“If the unionist community feel that the Protocol is breaching the Good Friday agreement and moving away from the spirit of it, then we’re in quite a dangerous place in terms of stability of not just the executive but the north-south institutions,” Lewis told reporters.
Earlier, the LCC – an umbrella group of several outlawed paramilitary groups in Northern Ireland – called on both the UK government and the EU to alter Article 16 of the Withdrawal Agreement, known as the Northern Article Protocol, seeing it as breaching parts of the 1998 peace deal.
“I’ve no doubt we could get a workable solution, but it does require Brussels and Dublin to return to honouring the core guarantees of the  agreement,” LCC chairman David Campbell said on Friday.
The Brexit Withdrawal Agreement included a provision to prevent the creation of a hard border between Northern Ireland and Republic of Ireland, protecting the peace process between the two nations.
Instead, goods can freely cross between those countries but must face EU checks if they move from Northern Ireland to any other part of the United Kingdom.
The measure was a contentious part of the Brexit negotiations, as it was felt that border measures between Northern Ireland and the Republic of Ireland would risk compromising key elements of the 1998 Good Friday Agreement, which ended decades of violence in the region between Nationalists, who wanted a united Ireland, and Unionists, who supported being part of the UK.
On Friday, Lewis said that the UK government was forced to extend grace periods on border checks for goods entering Northern Ireland, so products headed for supermarkets are not delayed by Brexit red tape.
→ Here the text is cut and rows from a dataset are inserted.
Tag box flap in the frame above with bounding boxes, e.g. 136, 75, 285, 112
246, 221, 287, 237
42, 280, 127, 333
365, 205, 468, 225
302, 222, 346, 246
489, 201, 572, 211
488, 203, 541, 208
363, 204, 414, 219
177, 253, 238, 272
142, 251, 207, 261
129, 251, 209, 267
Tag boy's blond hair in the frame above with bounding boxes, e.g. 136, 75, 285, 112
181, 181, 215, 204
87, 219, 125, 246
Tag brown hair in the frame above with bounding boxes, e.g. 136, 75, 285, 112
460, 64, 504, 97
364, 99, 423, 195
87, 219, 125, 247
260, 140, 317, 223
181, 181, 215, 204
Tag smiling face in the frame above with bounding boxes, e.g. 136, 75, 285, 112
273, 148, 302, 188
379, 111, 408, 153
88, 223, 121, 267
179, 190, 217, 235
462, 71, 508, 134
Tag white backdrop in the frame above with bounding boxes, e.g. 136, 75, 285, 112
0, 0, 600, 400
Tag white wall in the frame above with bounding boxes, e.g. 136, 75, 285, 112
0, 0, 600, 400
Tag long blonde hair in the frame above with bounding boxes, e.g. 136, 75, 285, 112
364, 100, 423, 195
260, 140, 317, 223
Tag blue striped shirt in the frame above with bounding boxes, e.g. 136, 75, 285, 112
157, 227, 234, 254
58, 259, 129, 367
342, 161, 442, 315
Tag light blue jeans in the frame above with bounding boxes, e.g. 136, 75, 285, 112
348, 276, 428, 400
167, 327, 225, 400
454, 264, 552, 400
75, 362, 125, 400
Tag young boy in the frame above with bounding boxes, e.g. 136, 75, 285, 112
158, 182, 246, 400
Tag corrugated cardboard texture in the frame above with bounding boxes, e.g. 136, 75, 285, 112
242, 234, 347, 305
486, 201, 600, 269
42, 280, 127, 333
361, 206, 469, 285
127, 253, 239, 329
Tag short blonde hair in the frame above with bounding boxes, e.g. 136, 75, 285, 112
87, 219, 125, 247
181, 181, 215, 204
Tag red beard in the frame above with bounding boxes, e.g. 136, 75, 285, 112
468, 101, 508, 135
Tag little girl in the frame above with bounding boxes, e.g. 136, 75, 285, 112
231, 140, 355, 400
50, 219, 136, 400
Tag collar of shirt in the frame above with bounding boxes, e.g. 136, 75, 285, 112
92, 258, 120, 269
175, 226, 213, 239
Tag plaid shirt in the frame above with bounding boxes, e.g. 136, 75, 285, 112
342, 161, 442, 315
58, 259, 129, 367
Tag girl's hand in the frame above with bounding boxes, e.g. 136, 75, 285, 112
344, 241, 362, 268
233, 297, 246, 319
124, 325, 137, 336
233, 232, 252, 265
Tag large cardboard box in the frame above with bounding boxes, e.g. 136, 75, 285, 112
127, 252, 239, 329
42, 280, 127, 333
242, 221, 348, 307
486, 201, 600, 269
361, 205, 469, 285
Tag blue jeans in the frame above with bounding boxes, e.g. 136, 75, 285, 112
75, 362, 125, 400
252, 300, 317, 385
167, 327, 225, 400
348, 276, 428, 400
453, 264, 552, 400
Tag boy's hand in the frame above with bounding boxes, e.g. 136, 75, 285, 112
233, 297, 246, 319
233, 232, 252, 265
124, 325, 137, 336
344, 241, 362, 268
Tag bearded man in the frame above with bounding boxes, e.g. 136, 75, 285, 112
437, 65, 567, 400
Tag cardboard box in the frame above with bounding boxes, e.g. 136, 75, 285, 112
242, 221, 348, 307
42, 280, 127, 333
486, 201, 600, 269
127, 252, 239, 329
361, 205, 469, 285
The statement from the LCC chairman is the latest warning from loyalty paramilitaries over the risk that maintaining Article 16 poses to the peace protest.
Earlier this month, the same group sent a letter to the UK prime minister, telling him that until the Northern Ireland Protocol was removed, their organisation was withdrawing its support for the Good Friday Agreement.
The concerns of the LCC have been reiterated by politicians in Northern Ireland, who have criticized the EU for refusing to alter the Brexit agreement to address their concerns about its impact on peace in the region. Speaking at the start of March, Northern Ireland’s first minister, Arlene Foster, attacked the EU for its “very belligerent approach” and unwillingness to accept the impact Article 16 is having.
The EU recently responded to the criticism, and the UK’s attempt to unilaterally extend the Brexit grace period to delay the formal introduction of the measures required under the Withdrawal Agreement, by launching legal action against the British government. The EU Commission’s vice president, Maros Sefcovic, claimed that “The Protocol on Ireland and Northern Ireland is the only way to protect the Good Friday (Belfast) Agreement and to preserve peace and stability.”